Criatividade, moda e processo criativo: é possível criar em tempos pandêmicos?
Bia Vianna desvenda os mistérios do processo criativo e explica como períodos difíceis podem ser férteis para encontrar soluções.
Em meio a essa “quarentena” (que parece infinita), muitas vezes nos vemos carentes de tantas coisas, sem foco, ânimo ou criatividade.

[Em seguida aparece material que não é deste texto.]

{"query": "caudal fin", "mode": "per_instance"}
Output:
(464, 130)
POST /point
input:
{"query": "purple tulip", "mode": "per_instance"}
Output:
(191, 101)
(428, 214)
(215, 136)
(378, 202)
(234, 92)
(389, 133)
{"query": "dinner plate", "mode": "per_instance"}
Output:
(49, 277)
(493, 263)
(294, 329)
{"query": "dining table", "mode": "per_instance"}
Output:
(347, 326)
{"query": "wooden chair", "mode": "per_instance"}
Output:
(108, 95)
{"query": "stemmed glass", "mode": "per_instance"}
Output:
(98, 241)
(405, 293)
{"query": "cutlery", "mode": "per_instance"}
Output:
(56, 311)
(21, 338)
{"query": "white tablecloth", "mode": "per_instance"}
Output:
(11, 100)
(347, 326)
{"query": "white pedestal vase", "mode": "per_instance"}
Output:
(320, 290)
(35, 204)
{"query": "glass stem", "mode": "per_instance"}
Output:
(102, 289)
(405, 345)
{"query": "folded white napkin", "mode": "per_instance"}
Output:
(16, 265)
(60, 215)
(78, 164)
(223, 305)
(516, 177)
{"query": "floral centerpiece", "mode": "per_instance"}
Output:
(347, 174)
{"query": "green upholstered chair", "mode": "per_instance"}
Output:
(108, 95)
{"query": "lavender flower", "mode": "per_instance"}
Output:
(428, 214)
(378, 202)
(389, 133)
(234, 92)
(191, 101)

A criatividade vem sendo estudada há anos e já foi dito que “é o processo que resulta em um produto novo, que é aceito como útil, e/ou satisfatório por um número significativo de pessoas em algum ponto no tempo” (Stein, 1974). E que é quando “manipulamos símbolos ou objetos externos para produzir um evento incomum para nós ou para nosso meio” (Flieger, 1978). Para citar uma definição mais poética, uso a de Sanches, em 2003, que se referiu em seus apontamentos que ”a criatividade é uma sublime dimensão da condição humana.”
Sem dúvida, criar é uma capacidade humana de valor imensurável. Recentemente, um artigo da Universidade de Granada, na Espanha, afirmou que os genes ligados à criatividade deram a nós, humanos, a vantagem de que precisávamos para sobrevivência da espécie. O estudo alega que foram encontrados 267 genes ligados à criatividade e que isso foi o nosso trunfo.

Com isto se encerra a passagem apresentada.